Project

General

Profile

Support #658

Weights, BHPS and USoc pooled

Added by Min Zhang almost 8 years ago. Updated over 7 years ago.

Status:
Closed
Priority:
Immediate
Assignee:
Category:
Weights
Start date:
11/17/2016
% Done:

100%


Description

Dear Support team,

I have two questions with weights. Our data is based on a sub-population (respondents whose parents had non-missing interview records on their parents, that is, respondents' grandparents), while BHPS and USoc are pooled together. We are using BHPS wave 1-18, USoc wave 1-5. We have read through both BHPS and USoc user guides and weights-related posts on this forum but could not find the best solution.

Our research is on social class and education.

1. Class:
I use non-missing social class variables at the last, or most recent, waves that respondents attended. For example, in the case in which the last wave that a respondent was interviewed was BHPS wave 12, the non-missing social class recode at BHPS wave 12 would be taken as the measure of social class. Say, if the record at BHPS wave 12 is missing but the one at BHPS wave 11 is non-missing, the social class variable at wave 11 would be taken as the measure of social class.

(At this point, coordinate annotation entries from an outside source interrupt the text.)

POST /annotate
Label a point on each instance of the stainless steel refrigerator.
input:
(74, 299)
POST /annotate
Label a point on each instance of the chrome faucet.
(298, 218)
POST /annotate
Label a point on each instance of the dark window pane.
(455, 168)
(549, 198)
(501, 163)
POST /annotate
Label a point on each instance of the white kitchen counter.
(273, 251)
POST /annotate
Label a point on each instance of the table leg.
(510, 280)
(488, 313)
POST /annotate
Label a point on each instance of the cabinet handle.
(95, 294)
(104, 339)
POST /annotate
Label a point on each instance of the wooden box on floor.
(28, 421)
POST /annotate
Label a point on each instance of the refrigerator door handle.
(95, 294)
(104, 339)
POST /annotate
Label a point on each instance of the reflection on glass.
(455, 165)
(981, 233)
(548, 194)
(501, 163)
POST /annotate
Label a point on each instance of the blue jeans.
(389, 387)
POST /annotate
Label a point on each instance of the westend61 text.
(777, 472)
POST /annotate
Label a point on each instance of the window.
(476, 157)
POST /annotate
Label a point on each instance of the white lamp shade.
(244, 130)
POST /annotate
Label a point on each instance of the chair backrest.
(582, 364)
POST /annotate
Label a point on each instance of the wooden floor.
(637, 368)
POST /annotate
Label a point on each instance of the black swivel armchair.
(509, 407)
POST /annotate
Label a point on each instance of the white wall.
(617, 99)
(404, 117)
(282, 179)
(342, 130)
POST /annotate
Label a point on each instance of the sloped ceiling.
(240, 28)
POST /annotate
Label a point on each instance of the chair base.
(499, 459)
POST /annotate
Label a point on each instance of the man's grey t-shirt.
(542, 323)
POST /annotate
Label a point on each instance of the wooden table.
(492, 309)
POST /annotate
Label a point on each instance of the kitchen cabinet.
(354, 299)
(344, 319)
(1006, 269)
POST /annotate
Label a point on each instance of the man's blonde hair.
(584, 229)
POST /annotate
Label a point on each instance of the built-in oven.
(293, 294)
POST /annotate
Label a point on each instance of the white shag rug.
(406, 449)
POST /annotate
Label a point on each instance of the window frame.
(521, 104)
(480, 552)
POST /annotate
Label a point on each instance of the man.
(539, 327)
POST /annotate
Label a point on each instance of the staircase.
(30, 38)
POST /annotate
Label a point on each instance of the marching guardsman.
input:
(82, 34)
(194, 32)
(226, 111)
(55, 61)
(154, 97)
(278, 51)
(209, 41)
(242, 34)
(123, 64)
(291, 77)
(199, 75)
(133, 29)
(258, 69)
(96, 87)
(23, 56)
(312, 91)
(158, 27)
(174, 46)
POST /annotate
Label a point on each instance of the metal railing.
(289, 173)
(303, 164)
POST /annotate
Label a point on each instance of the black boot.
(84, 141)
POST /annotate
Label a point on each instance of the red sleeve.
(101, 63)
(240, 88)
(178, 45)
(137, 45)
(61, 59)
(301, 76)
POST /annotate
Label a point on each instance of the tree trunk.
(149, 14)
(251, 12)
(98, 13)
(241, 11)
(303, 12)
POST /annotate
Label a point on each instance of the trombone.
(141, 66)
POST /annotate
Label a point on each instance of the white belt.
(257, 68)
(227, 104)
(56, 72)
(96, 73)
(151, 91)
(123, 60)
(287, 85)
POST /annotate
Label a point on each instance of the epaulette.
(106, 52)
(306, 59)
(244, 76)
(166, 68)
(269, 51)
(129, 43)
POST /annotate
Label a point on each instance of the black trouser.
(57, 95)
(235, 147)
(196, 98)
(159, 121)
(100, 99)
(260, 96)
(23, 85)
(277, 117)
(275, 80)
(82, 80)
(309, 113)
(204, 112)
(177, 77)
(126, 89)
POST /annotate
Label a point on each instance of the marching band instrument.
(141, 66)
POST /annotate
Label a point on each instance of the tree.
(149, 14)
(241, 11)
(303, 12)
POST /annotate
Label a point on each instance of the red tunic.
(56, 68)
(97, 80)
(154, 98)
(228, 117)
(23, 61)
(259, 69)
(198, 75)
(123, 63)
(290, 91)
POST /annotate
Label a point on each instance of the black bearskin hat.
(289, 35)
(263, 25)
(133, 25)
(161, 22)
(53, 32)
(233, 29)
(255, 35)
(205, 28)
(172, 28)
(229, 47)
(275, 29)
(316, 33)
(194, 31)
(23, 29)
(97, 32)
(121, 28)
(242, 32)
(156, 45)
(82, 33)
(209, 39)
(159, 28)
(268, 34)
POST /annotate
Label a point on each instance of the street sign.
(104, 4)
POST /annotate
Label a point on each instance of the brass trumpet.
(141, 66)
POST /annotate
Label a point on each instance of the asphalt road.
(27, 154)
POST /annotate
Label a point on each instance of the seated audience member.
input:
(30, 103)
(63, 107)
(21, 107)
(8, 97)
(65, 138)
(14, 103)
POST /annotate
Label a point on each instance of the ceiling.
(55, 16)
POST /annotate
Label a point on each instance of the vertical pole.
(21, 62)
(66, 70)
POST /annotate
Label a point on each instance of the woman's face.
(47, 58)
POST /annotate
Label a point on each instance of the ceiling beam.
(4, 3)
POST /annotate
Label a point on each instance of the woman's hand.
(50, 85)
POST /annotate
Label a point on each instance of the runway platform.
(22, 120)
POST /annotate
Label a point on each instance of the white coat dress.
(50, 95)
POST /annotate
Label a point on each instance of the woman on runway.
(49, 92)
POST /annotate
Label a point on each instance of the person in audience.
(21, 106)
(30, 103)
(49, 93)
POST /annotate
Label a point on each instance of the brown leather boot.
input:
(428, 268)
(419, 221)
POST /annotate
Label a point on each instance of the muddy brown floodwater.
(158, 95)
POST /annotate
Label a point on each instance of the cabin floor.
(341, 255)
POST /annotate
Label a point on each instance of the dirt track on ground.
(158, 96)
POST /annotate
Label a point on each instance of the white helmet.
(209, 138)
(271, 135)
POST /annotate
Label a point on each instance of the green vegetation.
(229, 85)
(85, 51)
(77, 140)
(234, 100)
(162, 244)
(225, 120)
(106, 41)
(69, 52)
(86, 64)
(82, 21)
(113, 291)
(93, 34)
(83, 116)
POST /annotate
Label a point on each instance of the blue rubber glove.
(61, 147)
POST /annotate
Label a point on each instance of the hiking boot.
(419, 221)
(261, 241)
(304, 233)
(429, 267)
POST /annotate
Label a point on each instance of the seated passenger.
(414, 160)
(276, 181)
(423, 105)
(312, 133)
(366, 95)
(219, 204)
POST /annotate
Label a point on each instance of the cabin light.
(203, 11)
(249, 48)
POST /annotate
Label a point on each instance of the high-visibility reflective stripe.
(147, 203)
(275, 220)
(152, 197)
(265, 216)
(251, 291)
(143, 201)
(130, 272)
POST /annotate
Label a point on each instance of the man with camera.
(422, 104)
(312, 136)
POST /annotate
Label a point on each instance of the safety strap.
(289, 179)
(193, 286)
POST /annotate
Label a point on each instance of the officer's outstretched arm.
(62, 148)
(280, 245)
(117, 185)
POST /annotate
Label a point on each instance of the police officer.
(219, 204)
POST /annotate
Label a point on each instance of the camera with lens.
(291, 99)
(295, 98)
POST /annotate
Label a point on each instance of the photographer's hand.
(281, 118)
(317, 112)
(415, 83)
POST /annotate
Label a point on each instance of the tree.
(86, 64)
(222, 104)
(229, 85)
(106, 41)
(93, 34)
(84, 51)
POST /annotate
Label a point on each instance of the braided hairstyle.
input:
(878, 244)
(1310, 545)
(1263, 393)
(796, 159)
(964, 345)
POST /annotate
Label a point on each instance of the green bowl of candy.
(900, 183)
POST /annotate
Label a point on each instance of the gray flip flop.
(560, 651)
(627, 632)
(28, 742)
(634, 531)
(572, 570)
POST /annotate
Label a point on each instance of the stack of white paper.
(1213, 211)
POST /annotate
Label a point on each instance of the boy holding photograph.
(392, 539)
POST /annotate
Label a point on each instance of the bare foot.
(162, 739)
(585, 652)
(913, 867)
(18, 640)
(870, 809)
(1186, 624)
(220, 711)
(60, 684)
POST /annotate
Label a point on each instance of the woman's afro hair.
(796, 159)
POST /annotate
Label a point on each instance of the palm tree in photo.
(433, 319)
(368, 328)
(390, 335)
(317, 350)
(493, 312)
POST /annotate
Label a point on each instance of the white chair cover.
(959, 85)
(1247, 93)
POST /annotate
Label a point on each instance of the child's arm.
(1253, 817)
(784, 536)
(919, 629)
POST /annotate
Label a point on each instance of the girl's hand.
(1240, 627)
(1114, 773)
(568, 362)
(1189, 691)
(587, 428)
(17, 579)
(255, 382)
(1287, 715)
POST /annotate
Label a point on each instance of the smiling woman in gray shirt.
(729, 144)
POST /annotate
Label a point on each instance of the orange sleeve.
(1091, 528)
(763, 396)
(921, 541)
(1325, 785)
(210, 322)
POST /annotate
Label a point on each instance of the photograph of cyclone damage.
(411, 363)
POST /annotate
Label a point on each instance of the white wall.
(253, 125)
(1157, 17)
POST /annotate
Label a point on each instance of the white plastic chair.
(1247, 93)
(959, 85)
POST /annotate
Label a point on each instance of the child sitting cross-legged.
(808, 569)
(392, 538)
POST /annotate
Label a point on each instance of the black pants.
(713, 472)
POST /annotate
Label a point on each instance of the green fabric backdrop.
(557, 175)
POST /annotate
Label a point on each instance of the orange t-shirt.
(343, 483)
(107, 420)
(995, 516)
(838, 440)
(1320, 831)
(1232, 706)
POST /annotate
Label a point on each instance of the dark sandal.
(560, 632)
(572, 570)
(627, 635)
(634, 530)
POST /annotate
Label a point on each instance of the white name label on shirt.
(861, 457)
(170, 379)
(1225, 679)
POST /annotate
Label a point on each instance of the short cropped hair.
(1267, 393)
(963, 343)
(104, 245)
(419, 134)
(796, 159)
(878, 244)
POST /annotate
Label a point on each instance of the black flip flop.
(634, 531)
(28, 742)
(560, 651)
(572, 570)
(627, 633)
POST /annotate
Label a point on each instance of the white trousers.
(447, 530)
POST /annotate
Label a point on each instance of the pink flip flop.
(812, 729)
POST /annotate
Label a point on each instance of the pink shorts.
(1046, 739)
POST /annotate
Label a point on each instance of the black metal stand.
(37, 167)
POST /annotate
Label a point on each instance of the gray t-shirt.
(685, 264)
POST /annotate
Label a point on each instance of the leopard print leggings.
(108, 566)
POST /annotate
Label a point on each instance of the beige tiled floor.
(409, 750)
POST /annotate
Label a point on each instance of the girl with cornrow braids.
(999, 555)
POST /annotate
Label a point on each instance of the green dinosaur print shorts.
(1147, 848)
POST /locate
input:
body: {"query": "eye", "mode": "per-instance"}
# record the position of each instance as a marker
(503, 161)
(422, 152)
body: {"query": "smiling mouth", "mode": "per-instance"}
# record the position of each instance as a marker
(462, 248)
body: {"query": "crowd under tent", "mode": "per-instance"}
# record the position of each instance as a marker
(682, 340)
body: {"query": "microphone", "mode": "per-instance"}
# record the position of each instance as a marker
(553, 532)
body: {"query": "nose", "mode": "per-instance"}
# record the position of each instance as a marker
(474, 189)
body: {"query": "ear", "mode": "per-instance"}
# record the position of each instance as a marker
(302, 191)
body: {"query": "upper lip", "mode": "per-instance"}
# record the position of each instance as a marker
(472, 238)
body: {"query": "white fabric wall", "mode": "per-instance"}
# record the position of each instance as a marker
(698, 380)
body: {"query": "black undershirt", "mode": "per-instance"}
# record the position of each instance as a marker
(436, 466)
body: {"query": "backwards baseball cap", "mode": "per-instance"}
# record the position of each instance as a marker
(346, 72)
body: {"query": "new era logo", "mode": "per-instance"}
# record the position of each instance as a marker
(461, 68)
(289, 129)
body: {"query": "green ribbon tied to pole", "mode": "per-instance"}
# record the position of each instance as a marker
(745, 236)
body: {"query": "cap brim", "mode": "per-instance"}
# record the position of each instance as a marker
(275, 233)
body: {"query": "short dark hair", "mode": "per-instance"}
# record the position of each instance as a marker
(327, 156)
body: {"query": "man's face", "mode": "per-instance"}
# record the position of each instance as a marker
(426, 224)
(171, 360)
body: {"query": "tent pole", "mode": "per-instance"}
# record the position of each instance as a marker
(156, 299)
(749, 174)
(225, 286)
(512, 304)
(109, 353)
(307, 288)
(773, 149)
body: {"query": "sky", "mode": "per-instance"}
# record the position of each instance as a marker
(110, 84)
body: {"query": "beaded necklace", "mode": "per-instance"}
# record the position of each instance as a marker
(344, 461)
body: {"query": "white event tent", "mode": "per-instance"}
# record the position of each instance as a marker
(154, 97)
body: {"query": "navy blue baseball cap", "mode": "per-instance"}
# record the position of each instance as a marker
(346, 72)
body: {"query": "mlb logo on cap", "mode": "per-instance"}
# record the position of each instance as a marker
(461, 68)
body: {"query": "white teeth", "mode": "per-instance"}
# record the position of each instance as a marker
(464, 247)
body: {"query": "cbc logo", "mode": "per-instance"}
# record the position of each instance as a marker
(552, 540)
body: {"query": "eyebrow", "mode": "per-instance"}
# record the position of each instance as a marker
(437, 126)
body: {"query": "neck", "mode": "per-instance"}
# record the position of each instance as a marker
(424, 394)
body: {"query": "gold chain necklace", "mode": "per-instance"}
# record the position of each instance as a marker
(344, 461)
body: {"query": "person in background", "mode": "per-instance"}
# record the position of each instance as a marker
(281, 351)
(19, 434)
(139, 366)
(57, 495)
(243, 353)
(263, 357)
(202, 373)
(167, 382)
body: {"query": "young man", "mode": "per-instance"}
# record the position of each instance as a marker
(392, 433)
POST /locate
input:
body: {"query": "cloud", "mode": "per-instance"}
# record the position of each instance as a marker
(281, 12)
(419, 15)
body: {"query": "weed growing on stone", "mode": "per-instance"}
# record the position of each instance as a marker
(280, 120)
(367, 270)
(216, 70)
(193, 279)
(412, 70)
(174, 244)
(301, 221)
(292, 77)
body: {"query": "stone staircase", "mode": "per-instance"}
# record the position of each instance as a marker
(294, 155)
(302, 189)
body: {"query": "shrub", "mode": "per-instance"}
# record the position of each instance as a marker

This means that our data is drawn from different waves of BHPS and USoc. Can you please suggest which weights serve the best for our purpose.

2. Education
We use the highest educational qualifications that respondents have ever achieved. Which weights should we use in this case?

We incorporated gender, birth cohort, age, race (a roughly binary white vs non-white variable though), regions and data sources (a binary BHPS vs USoc variable) as the control variables in our analyses. We also take into clustered errors using household ID. We wonder whether it is statistically acceptable if there are no perfect weights used in our analyses.

We highly appreciate your supports.

Best wishes.

#1

Updated by Min Zhang almost 8 years ago

I am sorry that I forgot to mention our data structure which may further complicate the questions regarding weights.
If a respondent has non-missing records on both maternal and paternal grandparents, this respondent would show up twice in the data. If a respondent has non-missing records on only one side, either maternal or paternal grandparents, this respondents would show up once in the data.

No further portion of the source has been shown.